Ibrahim werd voorgedragen door de herkozen president van Guyana, Mohamed Irfaan Ali. Tijdens de bijeenkomst met vertegenwoordigers van de Caribische landen benadrukte Ibrahim, agronoom en ervaren projectleider met meer dan dertig jaar ervaring in Midden-Amerika en het Caribisch gebied, dat zijn prioriteit bij IICA zal liggen op voedselzekerheid, voedingsvraagstukken, waterbeheer en het versterken van veerkracht tegen rampen. “Het is essentieel dat we voedselsystemen diversifiëren, met nadruk op gezondheid en veiligheid,” aldus Ibrahim.
De vergadering stond onder leiding van de Jamaicaanse ambassadeur in de Verenigde Staten, Antony Anderson, tevens permanent vertegenwoordiger bij de Organisatie van Amerikaanse Staten (OAS). Anderson wees erop dat Ibrahim niet alleen de kandidaat van Guyana is, maar ook van de gehele CARICOM, aangezien zijn nominatie unaniem is goedgekeurd door de staatshoofden en regeringsleiders van de 14 landen die zowel tot CARICOM als IICA behoren.
Ibrahim kondigde daarnaast plannen aan om meer te investeren in de ondersteuning van jongeren en vrouwen op het platteland, met als doel een nieuwe generatie agro-ondernemers voor te bereiden.
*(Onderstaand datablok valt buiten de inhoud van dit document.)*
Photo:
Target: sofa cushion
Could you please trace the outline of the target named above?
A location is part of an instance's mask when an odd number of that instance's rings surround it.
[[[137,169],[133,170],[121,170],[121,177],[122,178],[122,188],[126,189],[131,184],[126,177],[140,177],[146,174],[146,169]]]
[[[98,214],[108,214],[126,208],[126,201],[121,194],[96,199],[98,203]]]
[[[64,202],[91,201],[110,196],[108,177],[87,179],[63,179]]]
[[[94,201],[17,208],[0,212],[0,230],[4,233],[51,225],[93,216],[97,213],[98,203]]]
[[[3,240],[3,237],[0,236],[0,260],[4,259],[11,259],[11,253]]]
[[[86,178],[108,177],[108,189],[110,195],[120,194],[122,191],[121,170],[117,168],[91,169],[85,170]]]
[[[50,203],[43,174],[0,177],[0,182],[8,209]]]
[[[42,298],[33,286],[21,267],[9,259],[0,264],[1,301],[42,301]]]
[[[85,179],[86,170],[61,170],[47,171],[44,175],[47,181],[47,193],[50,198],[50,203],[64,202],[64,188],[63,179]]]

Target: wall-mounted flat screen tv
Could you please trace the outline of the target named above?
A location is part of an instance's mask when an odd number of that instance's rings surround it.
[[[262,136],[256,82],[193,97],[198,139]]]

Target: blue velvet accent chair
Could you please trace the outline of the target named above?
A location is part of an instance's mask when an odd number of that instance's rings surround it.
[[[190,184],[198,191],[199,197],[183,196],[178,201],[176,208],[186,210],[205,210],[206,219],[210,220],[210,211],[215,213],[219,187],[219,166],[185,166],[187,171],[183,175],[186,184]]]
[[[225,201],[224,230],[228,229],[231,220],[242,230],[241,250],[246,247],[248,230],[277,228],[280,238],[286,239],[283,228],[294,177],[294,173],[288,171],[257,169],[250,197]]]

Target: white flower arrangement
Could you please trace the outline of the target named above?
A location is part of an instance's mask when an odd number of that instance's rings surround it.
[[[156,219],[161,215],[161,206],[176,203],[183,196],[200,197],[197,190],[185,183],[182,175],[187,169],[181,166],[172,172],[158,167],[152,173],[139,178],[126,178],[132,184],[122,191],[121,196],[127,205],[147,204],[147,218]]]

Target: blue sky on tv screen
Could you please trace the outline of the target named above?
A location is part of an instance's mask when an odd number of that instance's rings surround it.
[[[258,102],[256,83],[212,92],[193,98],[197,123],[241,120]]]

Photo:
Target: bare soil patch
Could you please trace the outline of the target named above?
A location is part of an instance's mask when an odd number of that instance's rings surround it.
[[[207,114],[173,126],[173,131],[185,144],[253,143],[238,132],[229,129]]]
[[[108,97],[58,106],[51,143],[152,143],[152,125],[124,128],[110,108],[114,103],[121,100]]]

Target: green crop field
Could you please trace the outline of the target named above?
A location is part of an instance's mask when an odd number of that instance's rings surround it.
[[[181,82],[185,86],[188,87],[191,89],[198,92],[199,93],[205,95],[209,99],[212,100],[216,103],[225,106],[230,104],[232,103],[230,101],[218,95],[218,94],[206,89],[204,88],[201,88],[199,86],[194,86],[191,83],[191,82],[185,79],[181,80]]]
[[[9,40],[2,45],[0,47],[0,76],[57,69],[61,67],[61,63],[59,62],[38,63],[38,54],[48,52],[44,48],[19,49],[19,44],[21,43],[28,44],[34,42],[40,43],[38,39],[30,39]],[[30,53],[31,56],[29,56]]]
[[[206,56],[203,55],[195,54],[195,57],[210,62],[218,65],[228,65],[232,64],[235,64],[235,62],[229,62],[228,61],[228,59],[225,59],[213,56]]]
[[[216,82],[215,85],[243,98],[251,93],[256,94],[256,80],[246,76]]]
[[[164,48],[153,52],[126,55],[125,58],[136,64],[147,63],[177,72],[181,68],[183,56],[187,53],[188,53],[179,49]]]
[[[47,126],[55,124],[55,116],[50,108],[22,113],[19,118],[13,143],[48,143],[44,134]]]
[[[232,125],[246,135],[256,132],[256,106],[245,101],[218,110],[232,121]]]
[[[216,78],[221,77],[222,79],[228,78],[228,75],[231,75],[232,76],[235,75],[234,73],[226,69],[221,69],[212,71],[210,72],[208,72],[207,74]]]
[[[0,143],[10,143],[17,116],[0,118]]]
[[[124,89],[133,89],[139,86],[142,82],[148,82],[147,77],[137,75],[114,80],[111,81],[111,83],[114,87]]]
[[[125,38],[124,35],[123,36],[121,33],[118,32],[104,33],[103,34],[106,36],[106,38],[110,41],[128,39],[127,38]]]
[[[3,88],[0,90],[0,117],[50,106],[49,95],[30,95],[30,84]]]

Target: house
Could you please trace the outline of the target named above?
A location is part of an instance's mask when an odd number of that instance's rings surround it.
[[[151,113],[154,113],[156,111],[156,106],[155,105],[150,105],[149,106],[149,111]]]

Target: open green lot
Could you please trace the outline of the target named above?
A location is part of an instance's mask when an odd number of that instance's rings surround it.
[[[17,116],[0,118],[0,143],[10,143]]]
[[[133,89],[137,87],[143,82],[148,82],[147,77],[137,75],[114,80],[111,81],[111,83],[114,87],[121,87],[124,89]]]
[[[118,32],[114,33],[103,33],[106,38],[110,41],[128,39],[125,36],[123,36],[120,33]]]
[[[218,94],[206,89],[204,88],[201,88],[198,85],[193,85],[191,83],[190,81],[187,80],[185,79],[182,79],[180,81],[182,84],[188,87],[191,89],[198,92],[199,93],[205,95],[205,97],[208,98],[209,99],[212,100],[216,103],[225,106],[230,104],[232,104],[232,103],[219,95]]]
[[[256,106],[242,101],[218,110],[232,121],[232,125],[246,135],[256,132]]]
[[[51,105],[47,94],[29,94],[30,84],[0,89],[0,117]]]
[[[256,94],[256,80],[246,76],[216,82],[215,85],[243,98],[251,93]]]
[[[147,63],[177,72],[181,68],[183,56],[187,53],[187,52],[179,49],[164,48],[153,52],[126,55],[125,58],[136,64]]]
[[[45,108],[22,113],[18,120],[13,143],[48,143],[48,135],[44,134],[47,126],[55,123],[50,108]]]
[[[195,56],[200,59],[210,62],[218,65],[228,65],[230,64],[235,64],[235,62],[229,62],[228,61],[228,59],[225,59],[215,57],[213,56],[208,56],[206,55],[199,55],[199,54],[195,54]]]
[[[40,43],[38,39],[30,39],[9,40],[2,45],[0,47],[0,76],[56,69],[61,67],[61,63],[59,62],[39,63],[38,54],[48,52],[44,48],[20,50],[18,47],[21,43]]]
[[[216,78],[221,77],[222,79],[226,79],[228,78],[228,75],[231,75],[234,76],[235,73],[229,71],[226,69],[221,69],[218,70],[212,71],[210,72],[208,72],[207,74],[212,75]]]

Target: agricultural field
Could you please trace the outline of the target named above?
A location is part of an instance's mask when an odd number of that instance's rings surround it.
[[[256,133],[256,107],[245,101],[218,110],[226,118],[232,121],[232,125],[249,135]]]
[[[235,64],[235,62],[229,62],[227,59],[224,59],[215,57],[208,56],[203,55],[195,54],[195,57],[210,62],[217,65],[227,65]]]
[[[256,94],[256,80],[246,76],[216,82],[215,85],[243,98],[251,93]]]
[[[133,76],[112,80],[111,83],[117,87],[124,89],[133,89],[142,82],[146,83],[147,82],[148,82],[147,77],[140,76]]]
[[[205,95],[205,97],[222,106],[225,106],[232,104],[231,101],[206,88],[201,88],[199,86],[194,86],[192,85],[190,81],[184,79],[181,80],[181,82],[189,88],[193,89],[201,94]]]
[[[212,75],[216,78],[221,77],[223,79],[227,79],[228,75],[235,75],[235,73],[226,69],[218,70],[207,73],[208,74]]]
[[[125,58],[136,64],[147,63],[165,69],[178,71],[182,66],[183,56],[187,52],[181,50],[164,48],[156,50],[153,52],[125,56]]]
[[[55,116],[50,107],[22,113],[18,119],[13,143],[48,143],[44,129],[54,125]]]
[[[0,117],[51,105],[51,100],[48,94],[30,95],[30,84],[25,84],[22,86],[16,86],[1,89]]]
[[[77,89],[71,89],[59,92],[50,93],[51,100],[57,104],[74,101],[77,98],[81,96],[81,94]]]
De Caribische ambassadeurs beloofden zich maximaal in te spannen voor zijn verkiezing.
De nieuwe directeur-generaal van IICA, die de Argentijnse dierenarts Manuel Otero opvolgt, wordt in november gekozen tijdens de vergadering van de ministers van Landbouw van de Amerikaanse landen in Brasília.
In Washington had Ibrahim ook ontmoetingen met hoge functionarissen van het Amerikaanse ministerie van Buitenlandse Zaken, het ministerie van Landbouw en OAS-Secretaris-generaal Albert Ramdin. Met Ramdin werden onder meer voedselzekerheid in Haïti, de bestrijding van grensoverschrijdende ziekten en plagen, en waterbeheer besproken. Daarnaast werd het belang onderstreept van landbouw als motor voor werkgelegenheid in plattelandsgebieden en het terugdringen van migratie.